On Enterprise plans, request.cf.botManagement provides the full classification. On Free and Pro plans, Cloudflare's managed "AI Scrapers and
Crawlers" rules handle detection upstream - the Worker checks whether the request was flagged.
export default {
async fetch(request, env, ctx) {
// Pass request to origin immediately
const response = await fetch(request);
const cf = request.cf;
const bm = cf?.botManagement || {};
const isAiBot = bm.score < 30 || bm.verifiedBot;
if (isAiBot) {
// Map Cloudflare's category to OA bot_category
const categoryMap = {
'AI Crawler': 'training',
'AI Assistant': 'inference',
'AI Search': 'search',
};
const botCategory = categoryMap[cf?.verifiedBotCategory] || 'training';
const event = {
type: 'content_retrieved',
timestamp: new Date().toISOString(),
content_url: request.url,
source_role: 'edge',
oa_telemetry_id: request.headers.get('OA-Telemetry-ID') || undefined,
data: {
user_agent: request.headers.get('user-agent'),
bot_category: botCategory,
verified: bm.verifiedBot || false,
asn: cf?.asn,
asn_org: cf?.asOrganization,
country: cf?.country,
ja4: bm.ja4,
},
};
// Fire and forget - does not block response
ctx.waitUntil(
fetch(env.OA_TELEMETRY_ENDPOINT, {
method: 'POST',
headers: {
'Content-Type': 'application/json',
'X-API-Key': env.OA_API_KEY,
},
body: JSON.stringify({ events: [event] }),
})
);
}
return response;
},
};Enrichment signals
These Cloudflare edge signals are available to the Worker and map into OA event fields:
| Cloudflare signal | OA field | Plan |
|---|---|---|
request.headers['user-agent'] | user_agent | All |
request.headers['OA-Telemetry-ID'] | oa_telemetry_id | All |
cf.asn | asn | All |
cf.asOrganization | asn_org | All |
cf.country | country | All |
botManagement.verifiedBot | verified | Enterprise |
botManagement.score | bot_score | Enterprise |
botManagement.ja4 | ja4 | Enterprise |
Access gating
Separate from telemetry, the Worker (or a WAF rule on Enterprise) can conditionally block AI
agents that don't include the OA-Telemetry-ID header:
(cf.bot_management.verified_bot) and (not http.request.headers["OA-Telemetry-ID"])Agents that participate in the protocol get access.
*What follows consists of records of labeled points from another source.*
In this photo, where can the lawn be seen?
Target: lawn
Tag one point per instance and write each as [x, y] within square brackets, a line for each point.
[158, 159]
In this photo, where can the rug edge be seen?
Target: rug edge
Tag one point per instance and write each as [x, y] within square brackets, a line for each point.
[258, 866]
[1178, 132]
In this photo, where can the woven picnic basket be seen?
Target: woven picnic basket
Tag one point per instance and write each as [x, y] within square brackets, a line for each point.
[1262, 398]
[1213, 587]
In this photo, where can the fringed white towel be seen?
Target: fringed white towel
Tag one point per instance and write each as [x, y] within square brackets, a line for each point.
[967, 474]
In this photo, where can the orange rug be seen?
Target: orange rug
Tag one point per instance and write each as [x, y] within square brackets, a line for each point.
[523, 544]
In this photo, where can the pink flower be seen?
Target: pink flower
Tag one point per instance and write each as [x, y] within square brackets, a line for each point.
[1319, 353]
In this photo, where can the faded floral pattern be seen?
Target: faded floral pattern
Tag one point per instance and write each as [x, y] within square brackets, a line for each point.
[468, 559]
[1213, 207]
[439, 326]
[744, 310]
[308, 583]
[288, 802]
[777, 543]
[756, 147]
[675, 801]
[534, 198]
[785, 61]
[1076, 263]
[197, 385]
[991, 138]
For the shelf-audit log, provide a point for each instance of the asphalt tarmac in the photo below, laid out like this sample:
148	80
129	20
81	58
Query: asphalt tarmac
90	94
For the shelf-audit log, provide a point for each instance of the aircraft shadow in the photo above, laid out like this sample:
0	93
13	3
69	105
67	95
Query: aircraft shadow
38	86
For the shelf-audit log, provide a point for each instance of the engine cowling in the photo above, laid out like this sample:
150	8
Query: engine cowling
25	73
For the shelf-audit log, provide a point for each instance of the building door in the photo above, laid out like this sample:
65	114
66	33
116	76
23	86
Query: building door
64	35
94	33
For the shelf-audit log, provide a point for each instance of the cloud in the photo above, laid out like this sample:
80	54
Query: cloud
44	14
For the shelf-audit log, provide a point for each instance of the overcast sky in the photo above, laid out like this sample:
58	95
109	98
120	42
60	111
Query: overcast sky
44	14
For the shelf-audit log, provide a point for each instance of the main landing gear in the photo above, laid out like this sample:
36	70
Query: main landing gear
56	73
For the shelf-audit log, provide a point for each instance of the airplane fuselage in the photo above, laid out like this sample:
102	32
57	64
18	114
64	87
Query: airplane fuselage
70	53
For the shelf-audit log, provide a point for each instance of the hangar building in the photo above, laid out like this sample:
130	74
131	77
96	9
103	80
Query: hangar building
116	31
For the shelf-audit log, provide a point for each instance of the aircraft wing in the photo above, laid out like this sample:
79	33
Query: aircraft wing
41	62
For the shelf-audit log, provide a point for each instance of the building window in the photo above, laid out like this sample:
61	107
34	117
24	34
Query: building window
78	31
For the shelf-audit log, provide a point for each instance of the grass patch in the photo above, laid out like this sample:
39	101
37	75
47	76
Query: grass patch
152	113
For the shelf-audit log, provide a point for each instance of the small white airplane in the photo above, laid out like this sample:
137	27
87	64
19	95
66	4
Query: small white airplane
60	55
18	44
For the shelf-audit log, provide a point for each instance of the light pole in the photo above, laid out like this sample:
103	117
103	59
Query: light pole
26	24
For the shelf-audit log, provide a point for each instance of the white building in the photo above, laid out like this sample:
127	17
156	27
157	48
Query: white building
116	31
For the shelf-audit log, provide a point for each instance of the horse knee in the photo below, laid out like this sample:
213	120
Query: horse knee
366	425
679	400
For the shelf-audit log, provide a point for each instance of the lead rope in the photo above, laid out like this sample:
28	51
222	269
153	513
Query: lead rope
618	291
Agents that don't get a 403 with a response explaining how to participate.
Configuration
| Variable | Description | Default |
|---|---|---|
OA_API_KEY | Your OpenAttribution API key (set via wrangler secret put) | Required (secret) |
OA_TELEMETRY_ENDPOINT | Edge events endpoint URL | https://api.openattribution.org/api/v1/telemetry/edge/events |
Publishers not currently on Cloudflare can proxy traffic through a free Cloudflare account. The proxy adds sub-50ms of latency and immediately unlocks bot classification and Security Analytics. The OA Worker can then be deployed on top.